Peer-to-Peer Deep Learning for Beyond-5G IoT
This addresses scalability and reliability issues for IoT applications like smart cities, offering a practical alternative to federated learning, though it is incremental in its approach.
The paper tackles the problem of scaling deep learning for IoT in beyond-5G environments by proposing P2PL, a peer-to-peer algorithm that eliminates the need for central servers, and shows it achieves the same test performance as federated and centralized training with up to 100 devices.

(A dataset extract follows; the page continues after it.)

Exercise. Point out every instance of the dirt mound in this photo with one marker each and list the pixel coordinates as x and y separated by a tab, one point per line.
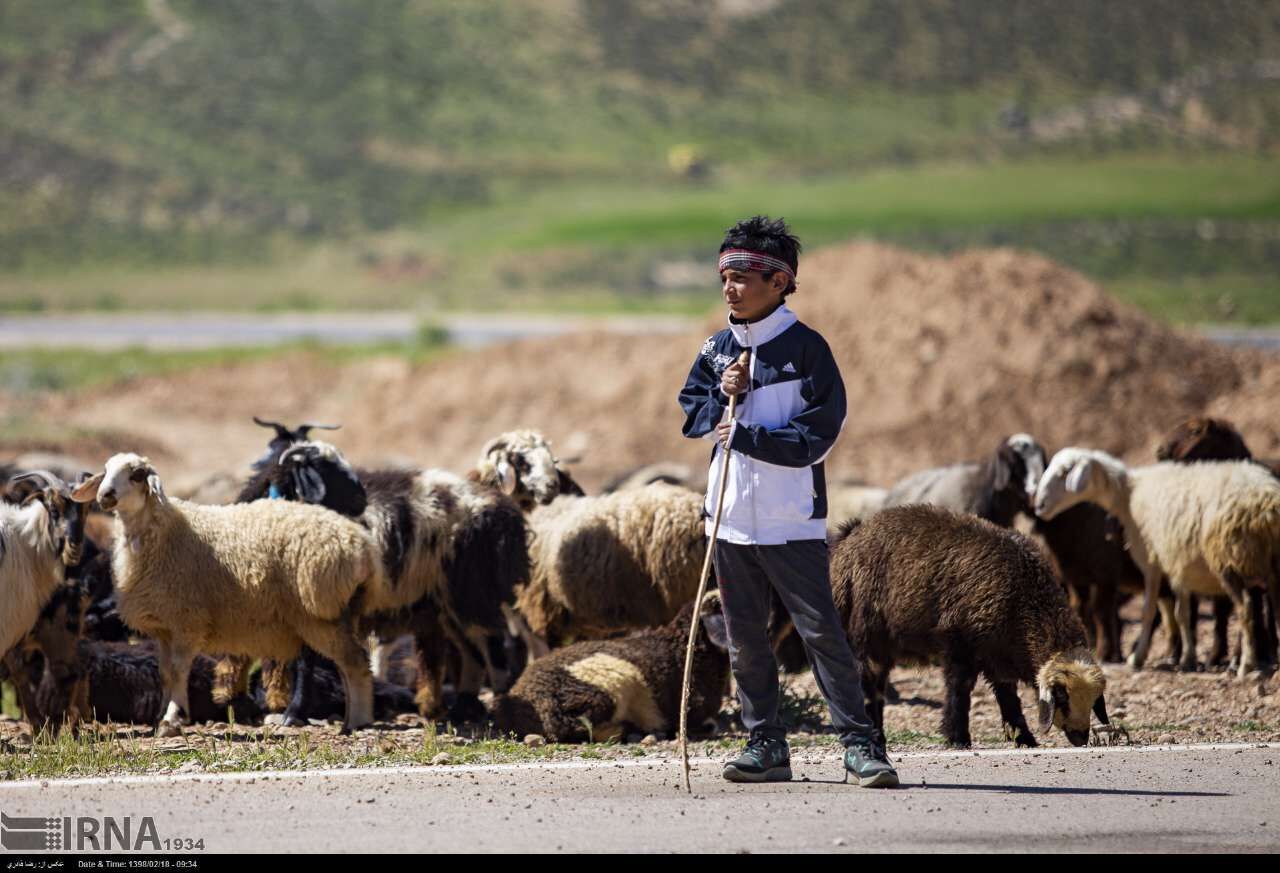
941	359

We present P2PL, a practical multi-device peer-to-peer deep learning algorithm that, unlike the federated learning paradigm, does not require coordination from edge servers or the cloud. This makes P2PL well-suited for the sheer scale of beyond-5G computing environments like smart cities that otherwise create range, latency, bandwidth, and single point of failure issues for federated approaches. P2PL introduces max norm synchronization to catalyze training, retains on-device deep model training to preserve privacy, and leverages local inter-device communication to implement distributed consensus. Each device iteratively alternates between two phases: 1) on-device learning and 2) peer-to-peer cooperation where they combine model parameters with nearby devices. We empirically show that all participating devices achieve the same test performance attained by federated and centralized training -- even with 100 devices and relaxed singly stochastic consensus weights. We extend these experimental results to settings with diverse network topologies, sparse and intermittent communication, and non-IID data distributions.